Under the increased pressure of glaucoma, scientists want to help the neurons in our eyes better protect themselves and get better help from their friends

They are working to see whether agents that activate the innate neuron protector sigma 1 receptor, or S1R, can do both. Current glaucoma therapies work to reduce pressure in the eye by increasing outflow and/or reducing fluid production.

Dr. Kathryn Bollinger, ophthalmologist, glaucoma specialist and retinal cell biologist, has evidence that a good additional strategy would be directly enhancing protection of neurons in our eyes, called retinal ganglion cells, hopefully by directly activating S1R.

"We may be able to protect the retinal ganglion cells more long term," says Bollinger, a faculty member in the Department of Ophthalmology at the Medical College of Georgia and James and Jean Culver Vision Discovery Institute at Augusta University and recent recipient of a $1.5 million grant from the National Eye Institute.

S1R stimulation has been shown to protect retinal ganglion cells in other disease models, but hers appears to be the first work in glaucoma, Bollinger says of the protein that is expressed in both neurons and their astrocytes throughout our visual system. Her work over the past year, funded by a mid-career physician-scientist grant from the American Glaucoma Society, has focused on the impact of activating S1R in the astrocytes.

The new grant is enabling her to also look at whether activating S1R, with existing drugs already used in patients for other reasons, also enables neurons to better protect themselves.

High-Pressure glaucoma produces inside the eye seems to transform astrocytes, a type of brain cell that provides nutrition and other support to the neurons, into a nemesis that instead releases toxically high levels of things like nitric oxide and reactive oxygen species.

Astrocyte activation

In a rat model of glaucoma, Bollinger's team is further exploring the impact of activating S1R with known agonists like the pain reliever pentazocine and commonly used antidepressants called selective serotonin reuptake inhibitors.

They are looking at their impact on neuron survival and function and the level of support from protective proteins like brain-derived neurotrophic factor, which aids neuron survival as well as new neuron growth.

They are looking again, in culture and their animal model, at what they suspect is S1R's role in mediating the reactivity of astrocytes. Astrocytes' increased reactivity, in turn, appears to prompt release of neurotoxic substances like the high levels of nitric oxide, which further raises pressure and reactivity.

"As we kind of piece together the specific consequences of astrocyte activation, we might be able to better manipulate astrocytes so they will again just protect neurons instead of damaged neurons," Bollinger says. "That is our hope."

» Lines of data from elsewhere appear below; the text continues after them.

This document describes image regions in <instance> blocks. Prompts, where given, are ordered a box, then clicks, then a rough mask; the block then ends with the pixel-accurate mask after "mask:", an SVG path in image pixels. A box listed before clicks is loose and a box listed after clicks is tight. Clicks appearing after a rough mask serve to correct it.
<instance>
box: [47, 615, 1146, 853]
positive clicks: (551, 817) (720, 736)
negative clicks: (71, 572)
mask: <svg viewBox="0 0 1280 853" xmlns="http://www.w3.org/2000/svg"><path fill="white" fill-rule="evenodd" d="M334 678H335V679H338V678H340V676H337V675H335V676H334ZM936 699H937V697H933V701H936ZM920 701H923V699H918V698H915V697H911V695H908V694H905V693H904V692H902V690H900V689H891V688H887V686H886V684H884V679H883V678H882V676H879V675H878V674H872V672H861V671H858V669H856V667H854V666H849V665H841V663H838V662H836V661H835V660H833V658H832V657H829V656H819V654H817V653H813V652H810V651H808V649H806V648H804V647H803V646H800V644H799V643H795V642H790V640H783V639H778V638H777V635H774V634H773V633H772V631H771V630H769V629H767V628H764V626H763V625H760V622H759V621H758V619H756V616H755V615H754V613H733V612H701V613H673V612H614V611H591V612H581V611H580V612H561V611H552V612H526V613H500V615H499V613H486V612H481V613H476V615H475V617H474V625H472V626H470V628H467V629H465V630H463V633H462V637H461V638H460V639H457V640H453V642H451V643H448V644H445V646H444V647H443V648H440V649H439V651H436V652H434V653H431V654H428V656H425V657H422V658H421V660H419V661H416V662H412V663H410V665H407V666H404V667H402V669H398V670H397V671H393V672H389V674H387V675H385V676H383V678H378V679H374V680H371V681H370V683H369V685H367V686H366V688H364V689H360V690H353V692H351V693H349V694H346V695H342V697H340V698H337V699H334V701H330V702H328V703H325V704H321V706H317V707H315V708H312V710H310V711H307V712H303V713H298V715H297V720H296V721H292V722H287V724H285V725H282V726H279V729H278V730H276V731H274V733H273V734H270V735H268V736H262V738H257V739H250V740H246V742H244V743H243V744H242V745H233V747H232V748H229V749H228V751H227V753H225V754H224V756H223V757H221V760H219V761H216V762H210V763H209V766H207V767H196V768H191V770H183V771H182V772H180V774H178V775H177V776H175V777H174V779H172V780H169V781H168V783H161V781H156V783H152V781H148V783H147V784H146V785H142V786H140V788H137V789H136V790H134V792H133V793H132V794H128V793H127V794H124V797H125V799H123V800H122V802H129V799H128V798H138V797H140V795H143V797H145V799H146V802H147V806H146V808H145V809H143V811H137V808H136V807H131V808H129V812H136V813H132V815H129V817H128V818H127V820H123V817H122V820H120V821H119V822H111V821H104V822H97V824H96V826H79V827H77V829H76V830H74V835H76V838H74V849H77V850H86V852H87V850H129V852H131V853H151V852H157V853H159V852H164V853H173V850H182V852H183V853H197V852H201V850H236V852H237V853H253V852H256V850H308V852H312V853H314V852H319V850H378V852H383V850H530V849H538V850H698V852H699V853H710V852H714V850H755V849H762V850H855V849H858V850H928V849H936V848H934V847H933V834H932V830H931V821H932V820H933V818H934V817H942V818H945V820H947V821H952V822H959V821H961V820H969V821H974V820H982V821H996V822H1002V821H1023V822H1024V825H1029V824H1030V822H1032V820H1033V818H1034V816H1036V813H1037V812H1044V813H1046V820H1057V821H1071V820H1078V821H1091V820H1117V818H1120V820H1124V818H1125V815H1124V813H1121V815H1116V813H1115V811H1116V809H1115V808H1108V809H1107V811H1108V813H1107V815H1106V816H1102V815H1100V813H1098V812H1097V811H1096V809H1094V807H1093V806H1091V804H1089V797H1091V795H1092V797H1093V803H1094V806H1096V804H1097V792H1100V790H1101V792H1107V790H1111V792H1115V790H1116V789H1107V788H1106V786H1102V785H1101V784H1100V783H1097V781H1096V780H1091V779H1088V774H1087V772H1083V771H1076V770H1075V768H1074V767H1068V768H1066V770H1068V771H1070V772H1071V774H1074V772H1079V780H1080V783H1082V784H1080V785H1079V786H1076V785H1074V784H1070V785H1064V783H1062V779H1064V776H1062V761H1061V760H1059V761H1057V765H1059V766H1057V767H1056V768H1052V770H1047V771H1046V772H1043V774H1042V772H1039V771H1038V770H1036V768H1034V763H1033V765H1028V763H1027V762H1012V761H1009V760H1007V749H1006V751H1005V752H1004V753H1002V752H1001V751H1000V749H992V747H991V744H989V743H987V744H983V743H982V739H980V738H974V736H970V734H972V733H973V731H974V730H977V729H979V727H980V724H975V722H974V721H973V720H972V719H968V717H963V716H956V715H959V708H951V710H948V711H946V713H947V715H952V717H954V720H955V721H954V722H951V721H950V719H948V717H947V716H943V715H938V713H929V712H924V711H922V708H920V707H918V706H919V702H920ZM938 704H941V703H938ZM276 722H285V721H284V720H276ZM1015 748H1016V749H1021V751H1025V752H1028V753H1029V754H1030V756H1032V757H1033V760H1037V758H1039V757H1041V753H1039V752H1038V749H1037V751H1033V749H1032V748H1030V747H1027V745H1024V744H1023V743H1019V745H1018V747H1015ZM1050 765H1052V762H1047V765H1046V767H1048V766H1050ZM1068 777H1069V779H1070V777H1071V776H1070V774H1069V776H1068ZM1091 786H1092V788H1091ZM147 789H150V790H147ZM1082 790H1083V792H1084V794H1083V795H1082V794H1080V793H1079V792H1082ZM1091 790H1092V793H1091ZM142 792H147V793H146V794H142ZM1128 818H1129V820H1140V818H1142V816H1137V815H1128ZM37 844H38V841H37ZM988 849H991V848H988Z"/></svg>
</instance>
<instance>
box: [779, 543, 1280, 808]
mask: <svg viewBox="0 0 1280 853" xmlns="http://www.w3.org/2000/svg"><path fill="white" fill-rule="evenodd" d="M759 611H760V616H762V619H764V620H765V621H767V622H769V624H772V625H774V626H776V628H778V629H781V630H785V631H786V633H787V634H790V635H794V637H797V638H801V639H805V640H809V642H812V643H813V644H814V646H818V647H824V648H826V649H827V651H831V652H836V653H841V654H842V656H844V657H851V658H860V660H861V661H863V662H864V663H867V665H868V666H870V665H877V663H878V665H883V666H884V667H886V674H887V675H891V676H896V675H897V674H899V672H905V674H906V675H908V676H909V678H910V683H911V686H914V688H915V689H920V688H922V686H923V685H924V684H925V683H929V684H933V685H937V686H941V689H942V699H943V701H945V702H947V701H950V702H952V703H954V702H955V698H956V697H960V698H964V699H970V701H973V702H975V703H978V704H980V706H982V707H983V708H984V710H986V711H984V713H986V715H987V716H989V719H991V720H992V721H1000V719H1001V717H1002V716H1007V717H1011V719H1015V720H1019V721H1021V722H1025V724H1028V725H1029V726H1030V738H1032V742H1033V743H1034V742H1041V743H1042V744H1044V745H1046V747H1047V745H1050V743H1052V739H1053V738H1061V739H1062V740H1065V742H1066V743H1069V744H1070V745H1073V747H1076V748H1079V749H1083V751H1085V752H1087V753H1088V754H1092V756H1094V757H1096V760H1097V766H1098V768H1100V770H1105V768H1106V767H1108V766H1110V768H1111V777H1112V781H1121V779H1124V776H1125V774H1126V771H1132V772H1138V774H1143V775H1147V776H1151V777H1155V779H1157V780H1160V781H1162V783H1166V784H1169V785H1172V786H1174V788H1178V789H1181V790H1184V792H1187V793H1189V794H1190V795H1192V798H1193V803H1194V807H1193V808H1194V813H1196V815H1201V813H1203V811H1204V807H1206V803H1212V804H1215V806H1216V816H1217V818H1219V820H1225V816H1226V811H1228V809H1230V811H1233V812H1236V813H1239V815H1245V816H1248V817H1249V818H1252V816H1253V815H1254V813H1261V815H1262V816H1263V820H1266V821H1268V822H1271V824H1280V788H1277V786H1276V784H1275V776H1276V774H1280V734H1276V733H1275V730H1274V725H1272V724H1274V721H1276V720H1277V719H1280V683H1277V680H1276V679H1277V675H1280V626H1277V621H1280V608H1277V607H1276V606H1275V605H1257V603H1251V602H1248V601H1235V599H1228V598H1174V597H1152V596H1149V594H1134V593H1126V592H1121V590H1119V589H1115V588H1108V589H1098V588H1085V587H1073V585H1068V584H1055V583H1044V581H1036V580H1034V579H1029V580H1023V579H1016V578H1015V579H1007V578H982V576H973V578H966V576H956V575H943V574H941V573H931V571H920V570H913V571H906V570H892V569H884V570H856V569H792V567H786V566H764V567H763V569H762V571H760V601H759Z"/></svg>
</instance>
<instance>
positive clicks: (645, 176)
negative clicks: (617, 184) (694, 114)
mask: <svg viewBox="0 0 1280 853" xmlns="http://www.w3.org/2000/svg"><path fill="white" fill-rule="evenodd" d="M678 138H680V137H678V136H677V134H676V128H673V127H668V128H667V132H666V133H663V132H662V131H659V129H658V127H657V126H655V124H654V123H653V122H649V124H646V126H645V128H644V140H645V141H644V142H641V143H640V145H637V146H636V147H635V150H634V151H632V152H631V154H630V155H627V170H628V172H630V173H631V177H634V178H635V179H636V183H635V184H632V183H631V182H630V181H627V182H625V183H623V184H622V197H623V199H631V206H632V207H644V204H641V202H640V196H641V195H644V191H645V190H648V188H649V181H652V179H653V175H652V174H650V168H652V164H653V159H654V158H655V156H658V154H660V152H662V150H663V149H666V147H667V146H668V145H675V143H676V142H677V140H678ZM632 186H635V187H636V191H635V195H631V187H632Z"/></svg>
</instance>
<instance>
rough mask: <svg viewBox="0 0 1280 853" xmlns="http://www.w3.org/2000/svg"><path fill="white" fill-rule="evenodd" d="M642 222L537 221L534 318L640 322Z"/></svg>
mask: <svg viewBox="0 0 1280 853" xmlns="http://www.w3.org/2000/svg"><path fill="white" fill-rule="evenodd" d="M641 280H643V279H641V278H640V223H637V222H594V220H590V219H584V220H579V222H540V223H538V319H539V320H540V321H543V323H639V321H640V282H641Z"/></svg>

"We still don't have those answers," Bollinger says. But they have seen neurons in a dish without their astrocytes garner stress protection from S1R agonists.

"We know that S1R agonists protect retinal ganglion cells in culture. If we can understand exactly how this occurs then potentially we could come up with a more effective target for treatment," Bollinger says.

While patients with glaucoma may experience some level of decreased vision, a minority will experience blindness, and there is no way to predict who those patients are and no additional means to intervene.

"Given our aging population and the fact that glaucoma is prevalent, we do see blindness secondary to glaucoma," Bollinger says. Conversely, some patients may never experience any vision loss.

In glaucoma, the pressure likely builds from unhealthy changes in the drainage tracts in the front of the eye that can come with aging, like reduced flexibility and increased scarring of that delicate tissue.

Their efforts to rejuvenate and regenerate neurons in the eye are likely relevant as well to neurons in the brain and peripheral nervous system, Bollinger says. For example, S1R recently has been shown to have a role in amyotrophic lateral sclerosis, ALS or Lou Gehrig's disease, which affects the nerve cells that control muscles. S1R agonists have been shown to be beneficial as well in animal models of this condition, she says.